The SS-163 is the name of the road stretching from one end of the Amalfi Coast to the other, tracing the outline of the Tyrrhenian Sea. Its amazingly winding curves make this road to the South of Naples very popular with bikers looking for an adrenaline filled ride. Its 40 kilometers of tarmac cross the coastal towns of Salerno, Praiano, Positano, Amalfi, Atriani, Ravello, Minori, Maiori and Vietri. This post will stop at each of them to discover what the Amalfi Coast, aka the Divine Coast, has to offer.
- The Ceramics of Vietri, Salerno: Without a doubt one of the 13 pearls of the Amalfi Coast. This Southern Italian town, located in the valley of the Bonea River is known worldwide for its polychrome pottery. And this is no exaggeration. Buyers from all corners of the world have been visiting this town since the 15th century to take home ceramic souvenirs. Today, this remains one of its main attractions.
- Amalfi and its Lemon Trees: Amalfi is the land of lemons and limoncello, of course. You can’t leave this town without trying their delicious elixir of eternal youth. Located on a hill top, with narrow little streets and colorful houses, this is one of the most frequented destinations of singers, actors and artists from all over the world. Its beauty has earned it a mention as UNESCO World Heritage Site. A tourist town of astounding natural beauty that has been drawing in film makers and producers since the early days of cinema.
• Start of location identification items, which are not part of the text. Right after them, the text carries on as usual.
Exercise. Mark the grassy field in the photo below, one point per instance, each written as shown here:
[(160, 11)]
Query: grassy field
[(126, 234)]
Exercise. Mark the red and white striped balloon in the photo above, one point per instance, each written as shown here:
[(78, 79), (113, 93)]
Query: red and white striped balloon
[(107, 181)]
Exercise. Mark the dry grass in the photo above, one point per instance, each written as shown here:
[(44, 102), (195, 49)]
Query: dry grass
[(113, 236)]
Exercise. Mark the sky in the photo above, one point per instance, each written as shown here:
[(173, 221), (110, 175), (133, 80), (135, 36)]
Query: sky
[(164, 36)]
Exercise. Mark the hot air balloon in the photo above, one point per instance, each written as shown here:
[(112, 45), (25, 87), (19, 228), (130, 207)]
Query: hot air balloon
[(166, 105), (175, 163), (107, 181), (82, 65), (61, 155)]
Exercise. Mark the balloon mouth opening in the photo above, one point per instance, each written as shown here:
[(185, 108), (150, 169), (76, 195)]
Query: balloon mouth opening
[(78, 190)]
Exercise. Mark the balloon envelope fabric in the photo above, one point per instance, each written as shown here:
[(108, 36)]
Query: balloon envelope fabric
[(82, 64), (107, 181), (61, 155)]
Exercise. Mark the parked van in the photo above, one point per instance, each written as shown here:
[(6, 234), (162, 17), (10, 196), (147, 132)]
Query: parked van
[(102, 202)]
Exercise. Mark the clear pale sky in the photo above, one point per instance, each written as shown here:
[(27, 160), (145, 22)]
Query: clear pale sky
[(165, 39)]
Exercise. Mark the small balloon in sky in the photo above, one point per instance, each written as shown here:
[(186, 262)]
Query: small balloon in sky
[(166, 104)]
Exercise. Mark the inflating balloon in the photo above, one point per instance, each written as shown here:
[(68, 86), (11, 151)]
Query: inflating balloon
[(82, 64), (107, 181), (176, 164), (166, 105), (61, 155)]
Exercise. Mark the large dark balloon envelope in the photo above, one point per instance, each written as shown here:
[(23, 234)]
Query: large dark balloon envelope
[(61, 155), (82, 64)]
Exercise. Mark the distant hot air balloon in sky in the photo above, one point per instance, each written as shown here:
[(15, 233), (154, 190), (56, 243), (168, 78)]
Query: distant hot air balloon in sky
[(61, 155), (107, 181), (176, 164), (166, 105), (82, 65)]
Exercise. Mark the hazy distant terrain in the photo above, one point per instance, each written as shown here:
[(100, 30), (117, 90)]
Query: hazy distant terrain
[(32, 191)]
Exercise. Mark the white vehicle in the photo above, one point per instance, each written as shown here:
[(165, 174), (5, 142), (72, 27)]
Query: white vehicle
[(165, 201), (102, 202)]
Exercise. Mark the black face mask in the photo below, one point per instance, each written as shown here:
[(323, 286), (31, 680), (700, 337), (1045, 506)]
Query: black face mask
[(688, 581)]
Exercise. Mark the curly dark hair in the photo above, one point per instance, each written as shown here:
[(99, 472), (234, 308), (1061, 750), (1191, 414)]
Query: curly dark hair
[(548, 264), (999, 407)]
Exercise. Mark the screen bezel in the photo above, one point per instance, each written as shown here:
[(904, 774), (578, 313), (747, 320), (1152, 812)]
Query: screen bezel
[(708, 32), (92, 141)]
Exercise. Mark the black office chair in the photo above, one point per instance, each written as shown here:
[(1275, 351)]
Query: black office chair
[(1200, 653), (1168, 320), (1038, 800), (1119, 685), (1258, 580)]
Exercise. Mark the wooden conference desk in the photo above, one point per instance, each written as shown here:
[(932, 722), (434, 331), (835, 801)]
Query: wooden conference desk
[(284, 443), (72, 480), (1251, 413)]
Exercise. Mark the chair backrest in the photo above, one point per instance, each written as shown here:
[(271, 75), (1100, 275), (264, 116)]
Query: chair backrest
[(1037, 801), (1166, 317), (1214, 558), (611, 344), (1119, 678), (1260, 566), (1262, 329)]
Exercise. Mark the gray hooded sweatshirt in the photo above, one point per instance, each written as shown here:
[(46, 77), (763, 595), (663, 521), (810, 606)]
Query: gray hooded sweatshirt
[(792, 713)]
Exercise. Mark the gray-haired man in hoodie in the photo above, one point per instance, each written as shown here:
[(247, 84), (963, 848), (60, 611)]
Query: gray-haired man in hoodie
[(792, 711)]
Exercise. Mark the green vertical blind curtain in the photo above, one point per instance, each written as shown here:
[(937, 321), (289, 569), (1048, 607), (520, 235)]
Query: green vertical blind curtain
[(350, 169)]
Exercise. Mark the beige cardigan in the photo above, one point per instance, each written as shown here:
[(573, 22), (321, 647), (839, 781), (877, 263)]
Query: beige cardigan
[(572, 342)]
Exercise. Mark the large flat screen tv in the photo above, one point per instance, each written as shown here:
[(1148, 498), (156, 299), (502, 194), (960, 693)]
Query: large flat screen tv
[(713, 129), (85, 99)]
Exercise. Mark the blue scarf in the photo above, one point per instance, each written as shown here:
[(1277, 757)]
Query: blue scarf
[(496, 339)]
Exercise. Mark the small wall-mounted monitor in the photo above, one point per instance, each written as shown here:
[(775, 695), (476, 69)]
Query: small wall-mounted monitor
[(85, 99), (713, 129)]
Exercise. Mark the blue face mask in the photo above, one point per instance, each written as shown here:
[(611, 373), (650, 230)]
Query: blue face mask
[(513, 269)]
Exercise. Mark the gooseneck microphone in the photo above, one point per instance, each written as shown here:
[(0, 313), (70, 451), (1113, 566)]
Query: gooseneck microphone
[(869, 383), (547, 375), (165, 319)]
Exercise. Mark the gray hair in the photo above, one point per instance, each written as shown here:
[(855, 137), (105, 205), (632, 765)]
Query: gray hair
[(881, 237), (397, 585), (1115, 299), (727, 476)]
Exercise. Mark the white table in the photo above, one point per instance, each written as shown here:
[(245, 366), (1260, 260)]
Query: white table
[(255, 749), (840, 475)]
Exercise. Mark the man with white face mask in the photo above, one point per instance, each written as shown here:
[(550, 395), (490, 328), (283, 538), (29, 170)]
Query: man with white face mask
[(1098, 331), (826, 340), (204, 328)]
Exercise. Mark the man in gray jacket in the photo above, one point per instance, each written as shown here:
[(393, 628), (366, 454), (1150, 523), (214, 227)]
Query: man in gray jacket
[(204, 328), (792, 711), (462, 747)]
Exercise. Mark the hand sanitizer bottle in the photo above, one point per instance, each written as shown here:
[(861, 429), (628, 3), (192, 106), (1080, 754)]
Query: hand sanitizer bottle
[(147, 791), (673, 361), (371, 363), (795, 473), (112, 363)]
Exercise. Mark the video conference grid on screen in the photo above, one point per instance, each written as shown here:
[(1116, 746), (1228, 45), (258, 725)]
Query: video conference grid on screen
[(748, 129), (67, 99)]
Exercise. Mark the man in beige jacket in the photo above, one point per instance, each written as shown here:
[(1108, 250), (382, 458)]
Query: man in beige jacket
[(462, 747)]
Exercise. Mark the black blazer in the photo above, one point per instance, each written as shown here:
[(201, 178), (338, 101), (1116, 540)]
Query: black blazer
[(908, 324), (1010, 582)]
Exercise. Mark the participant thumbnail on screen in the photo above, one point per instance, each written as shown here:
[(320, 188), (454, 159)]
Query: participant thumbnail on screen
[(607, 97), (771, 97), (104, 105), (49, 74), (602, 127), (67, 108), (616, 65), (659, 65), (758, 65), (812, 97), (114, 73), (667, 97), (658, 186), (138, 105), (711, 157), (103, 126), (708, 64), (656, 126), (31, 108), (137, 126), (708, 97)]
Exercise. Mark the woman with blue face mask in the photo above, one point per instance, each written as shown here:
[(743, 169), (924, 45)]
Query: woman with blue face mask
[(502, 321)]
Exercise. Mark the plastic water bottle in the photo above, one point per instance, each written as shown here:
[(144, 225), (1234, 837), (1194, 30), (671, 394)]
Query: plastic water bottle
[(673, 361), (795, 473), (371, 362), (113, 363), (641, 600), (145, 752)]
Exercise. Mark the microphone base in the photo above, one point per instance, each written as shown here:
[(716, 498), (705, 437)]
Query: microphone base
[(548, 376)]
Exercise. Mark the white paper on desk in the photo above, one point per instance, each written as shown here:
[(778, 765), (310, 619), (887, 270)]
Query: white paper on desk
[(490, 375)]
- Positano, the Town Built on a Mountain Side: One of the crown jewels of the Amalfi Coast, with a steep cliff that divides the town in two and breathtaking views over the bay and the Tyrrhenian Sea. Most of its streets are steep and narrow pedestrian streets that crisscross it from top to bottom, and East to West. One of its most emblematic monuments is the Chiesa di Santa María Assunta, a 13th century church that dazzles locals and tourists alike.
- Ravello, Salerno: If we keep on traveling down the SS-163 Road, we reach Ravello. This town still preserves remnants of its old city walls, which are certainly worth exploring for a while. Villa Rufolo boasts some of the best views in town. From there, at the top of the hill, you’ll see the towns of San Cosma, Minori or Maiori, and even the gem that lends its name to this entire stretch of coast: Amalfi. The lookout point of Villacimbrone is also worth a visit; a place that housed the likes of such dissimilar characters as Greta Garbo and Winston Churchill.
- Atriani, Home to Sailors: This small town surrounded by vegetation was home to the families of sailors. Noble families. Nowadays it is better known for its hiking trails and less so for its beaches and virgin coves hidden below its cliff walls. Lose yourself in the area around Atrani, it won’t disappoint.
- Praiano: Don’t forget to stop at Praiano’s cave turned beach bar Il Pirata. It’s not every day that one gets the chance to eat or enjoy a cold beer, vermouth, or long drink at a cave dug into a breathtaking cliff face. It could be a great way to end the trip.